Emma , artık ölmüştü. Ve ölen kişi sayısı her geçen gün artmakta. Ve öldüren katilin'de hiç bir parmak izi , ipucu bırakmayışı onun işinde bi hayli profosyonel olduğunu ele veriyordu. Ama katil kimdi? Bunu niye yapıyordu? Herkesin aklında bu sorular var. Ve bu soruların henüz bir cevabı yok.
Saat: 10:00
Telefon çaldı..- Merhaba Necole.
- Merhaba.
- Gazetende yazdığın "Katilin gerçek yüzü" adlı manşet dikkatimi çekti.
- Teşekkür ederim. Ama siz kimsiniz?
- Bi hayranın.
- Pekâlâ.
- Demek sen katilin yüzünü araştırıyorsun.
- Evet ve yakalanması an meselesi.
- Hmm o nerden çıktı. Elinde bi delil mi var yoksa.
- Bunu size söyleyemem.
- Neden?
- Kapatmak zorundayım.
- Pekâlâ , seni gün içinde tekrar arayacağım.
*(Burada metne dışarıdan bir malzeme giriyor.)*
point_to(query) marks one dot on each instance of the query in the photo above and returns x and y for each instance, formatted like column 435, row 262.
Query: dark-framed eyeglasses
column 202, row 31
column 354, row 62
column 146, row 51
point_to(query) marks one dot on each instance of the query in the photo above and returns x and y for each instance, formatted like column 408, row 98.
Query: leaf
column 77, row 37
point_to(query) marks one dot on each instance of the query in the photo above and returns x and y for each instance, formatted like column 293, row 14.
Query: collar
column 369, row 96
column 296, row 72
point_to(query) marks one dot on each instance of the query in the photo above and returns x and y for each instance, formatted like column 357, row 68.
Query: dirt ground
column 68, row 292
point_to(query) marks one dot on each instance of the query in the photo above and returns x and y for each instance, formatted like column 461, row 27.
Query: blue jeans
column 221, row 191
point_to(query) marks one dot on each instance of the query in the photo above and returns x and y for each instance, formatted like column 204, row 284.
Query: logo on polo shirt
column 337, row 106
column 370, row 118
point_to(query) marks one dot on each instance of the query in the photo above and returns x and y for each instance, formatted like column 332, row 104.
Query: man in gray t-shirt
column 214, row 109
- Tamam. Görüşürüz.Diyerek telefonu kapattı Necole. Arayanın katil oldugundan habersizdi. 30' lu yaşlarda olan Necole , İlk işi dedektiflikti. Ama istifa etmişti. Ve sonra gazetecilik yapmaya başladı. Ama sadece zevk için dedektiflik yapmayı severdi. Araştırmacıydı. Ve katilin gerçek yüzünü araştırıyordu. Elinde bir delil olabilirmiydi. Belkide olacaktı. Katilin efsanesini çok iyi biliyordu. Meggie'nin arkadaşlarının birer birer can verdiğinden haberdardı. İlk önce katilin Meggie'nin hayatını araştırması lazımdı. Ve Meggie'nin ailesini ziyaret etme kararı aldı.
Saat 13:00
Kapı çaldı.- Kim o?
- New York gazetesinden , Necole Kelly.
- Buyrun?
- Acınızı deşmek istemem , ama katili bulmak zorundayız. Ve size bir kaç soru sorup zamanınızı çalmaya geldim. Tabi müsaitseniz.
- O aşşağılık katilin bulunması için herşeyi yaparım. İçeri geçin.
- Teşekkürler. Hemen sorularıma başlamak istiyorum.
- Tabiki.
- Öncelikle , Meggie'nin bir düşmanı , ve yahut birine zarar vermişliği oldu mu ?
- Hayır kızımın hiç kimseye bi zararı olmamıştır. Bunun garantisini verebilirim.
- Peki katil neden Meggie'nin arkadaşlarını öldürüyor?
- Hiç bi fikrim yok bayan Necolo. Ama kızım çok güzel bi kızdı. Dolayısıyla benden saklı erkek arkadaşları olmuş. Annesiyle benden saklamışlar. Ve eski sevgililerini bulamıyorum. Benim tanıdığım ve öğrenebileceğim arkadaşları şuanda hayatta değiller. Eşim şuan balkonda. Kızım bu dünyadan göçüp gidince , hep o balkonda oturmaya başladı. Hayata dair hiç bir planı yok. İsterseniz ona da birkaç soru sorun.Necole balkona geçti. Kadının acısı gözlerinden anlaşılacağı gibi surat ifadesi bi insanın moralini bozabilecek şekildeydi.
- Merhaba ben New York gazetesinden , Necole Kelly. Size bir kaç sorum olucak bayan.
- Buyrun bayan Necole.
- Eşiniz Meggie'nin eski sevgililerinden şüphelendiğini dile getirdi. Meggie hiç size bir sevgilisini anlattı mı?
- Anlattı.
- Ne anlattı peki?
- Bi gün üzgün bi şekilde eve geldi. Anne , bana bi adam aşık olmuş ama ben ona karşı hiçbir şey hissetmiyorum. Ve ona seni sevmiyorum dediğimde , gözleri doldu. Ve Sen benimsin diyerek yanımdan ayrıldı. Korkuyorum demişti. Bunları polisede anlattım. Ama bi sonuç çıkmadı.
- Peki ismi neydi?
- Onu söylemedi. En yakın arkadaşları biliyordu. Ama hepsi öldüler. Hiç bi fikrim yok.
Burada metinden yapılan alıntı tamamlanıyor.